Acute Infection Detection

By Robert Grant

PrEP (containing oral TDF) is highly effective for preventing acquisition of HIV, yet PrEP regimens containing single agent TDF or FTC/TDF are not sufficient to suppress HIV infection that has already occurred.  Indeed, looking across trials, the risk of drug resistance occurred mainly (or entirely) among people who were already HIV infected before they started PrEP.  Their infections were not detected because they had acute HIV infection, which is defined as the presence of viral nucleic acids or antigen before any detectable antibody response.

So testing for HIV before starting PrEP is essential for maximizing the preventive benefits of PrEP versus the risks of drug resistance.

Does PrEP require the use laboratory tests that are more sensitive for acute infection?  In interim PrEP guidance published last year, the WHO suggested that PrEP does not require special laboratory testing for HIV, and that the tests that were best validated in each jurisdiction should be used.  The risks and benefits were recently reviewed at the AIDS 2016 conference.

In most PrEP trials, rapid antibody tests (2nd or 3rd generation) were used to screen for HIV infection before starting PrEP.  In the course of trials of FTC/TDF, there were approximately 8 HIV infections averted for every infection that occurred with FTC resistance.  This is a clearly beneficial benefit to risk ratio, given that everyone with HIV infection needs life-long therapy, which comes with an annual risk of drug resistance that varies between 5% to 20%.  Mathematical modelers (such as Sally Blower and Ume Abbas) had already predicted that PrEP scale-up  would lead to LESS drug resistance in most situations.  

FTC resistance was rare in trials, occurring in 1 in approximately 1000 PrEP users.  Furthermore, FTC resistance occurs nearly entirely among people who were already infected when they started PrEP: The prevalence of FTC resistance among people acutely infected when they started PrEP was approximately 38% (using clinical genotyping assays) or 71% (using investigational assays that have increased sensitivity to detect resistant strains that do not predominate in the virus population).  In contrast, the prevalence of FTC resistance among people who are infected AFTER they receive FTC/TDF PrEP was only 3%.  Using investigational assays increases the rate of any detection of FTC resistance in both the active and placebo arms of trials (to 10% and 5% respectively).

The use of HIV nucleic acid tests when PrEP is started could have increased the ratio of HIV infections averted (compared with numbers of FTC resistant infections caused) from 8 to 22.  So there would be an incremental minimization of HIV resistance risk relative to prevention benefits.  For this reason, HIV RNA testing (or antigen testing) is performed when starting PrEP in places where such testing among high incidence populations is already routine, including New York and San Francisco.  Yet, many low and middle income countries cannot afford such testing - PrEP is still beneficial relative to resistance risks by a factor of 8.
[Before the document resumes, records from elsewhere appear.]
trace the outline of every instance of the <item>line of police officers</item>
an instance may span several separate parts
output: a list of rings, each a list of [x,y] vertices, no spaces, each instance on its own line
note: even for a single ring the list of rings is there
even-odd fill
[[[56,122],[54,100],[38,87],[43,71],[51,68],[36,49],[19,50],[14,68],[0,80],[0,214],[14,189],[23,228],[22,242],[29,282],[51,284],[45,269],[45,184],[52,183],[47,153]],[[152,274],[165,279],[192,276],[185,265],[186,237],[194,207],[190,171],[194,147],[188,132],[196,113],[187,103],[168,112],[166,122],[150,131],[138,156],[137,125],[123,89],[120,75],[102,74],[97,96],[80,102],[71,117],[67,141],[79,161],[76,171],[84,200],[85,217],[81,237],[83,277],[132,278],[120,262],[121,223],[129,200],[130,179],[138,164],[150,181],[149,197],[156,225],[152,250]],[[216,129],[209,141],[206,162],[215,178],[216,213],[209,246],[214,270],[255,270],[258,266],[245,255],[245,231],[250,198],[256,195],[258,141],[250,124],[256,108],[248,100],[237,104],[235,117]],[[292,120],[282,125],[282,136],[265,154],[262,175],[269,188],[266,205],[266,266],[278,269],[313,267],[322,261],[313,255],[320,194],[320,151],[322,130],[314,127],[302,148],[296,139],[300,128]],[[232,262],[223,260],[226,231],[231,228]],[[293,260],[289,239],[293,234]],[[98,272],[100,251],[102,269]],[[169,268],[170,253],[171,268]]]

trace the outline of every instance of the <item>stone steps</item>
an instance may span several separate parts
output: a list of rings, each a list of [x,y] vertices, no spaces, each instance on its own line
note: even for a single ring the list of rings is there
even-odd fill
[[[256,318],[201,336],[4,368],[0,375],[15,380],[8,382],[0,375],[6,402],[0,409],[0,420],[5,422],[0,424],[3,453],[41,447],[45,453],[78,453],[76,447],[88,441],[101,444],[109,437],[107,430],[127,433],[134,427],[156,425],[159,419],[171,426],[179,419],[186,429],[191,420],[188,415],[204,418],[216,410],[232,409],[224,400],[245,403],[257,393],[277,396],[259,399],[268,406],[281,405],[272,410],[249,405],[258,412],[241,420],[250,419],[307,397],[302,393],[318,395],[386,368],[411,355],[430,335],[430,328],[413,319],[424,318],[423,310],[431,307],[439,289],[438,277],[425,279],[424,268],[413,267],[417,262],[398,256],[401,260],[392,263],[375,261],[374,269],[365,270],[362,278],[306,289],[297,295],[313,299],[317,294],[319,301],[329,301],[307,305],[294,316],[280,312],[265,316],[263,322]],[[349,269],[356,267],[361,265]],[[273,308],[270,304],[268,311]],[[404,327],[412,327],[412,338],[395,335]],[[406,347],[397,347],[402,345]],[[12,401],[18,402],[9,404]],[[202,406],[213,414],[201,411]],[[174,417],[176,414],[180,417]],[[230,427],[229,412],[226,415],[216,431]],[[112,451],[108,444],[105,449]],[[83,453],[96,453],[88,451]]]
A spreadsheet calculation can show the relationship between benefits (in terms of infections averted) relative to risks (of FTC resistance) according to the sensitivity of the diagnostic test used before starting PrEP.  The sensitivity of the test is expressed in terms of the window period between infection and first detection of infection using the diagnostic test.  HIV nucleic acid tests are thought to have a window period of about 10 days, antigen tests 15 days, 3rd generation antibody tests of 21 days and 2nd generation tests of 40 days.  The predictions from this calculation are quite consistent with observations made in trials.

Assumptions:

  • Incidence when starting PrEP is the same as during the first year (PrEP in high incidence populations is recommended to minimize the numbers needed to treat to prevent one infection; the infections averted ratio with FTC resistance is not determined by incidence).
  • PrEP is continued for one year.
  • PrEP selects for resistance in 70% of HIV infected people who receive PrEP.
  • Among people not already infected, PrEP prevents 50% of infections in the first year (this is conservative).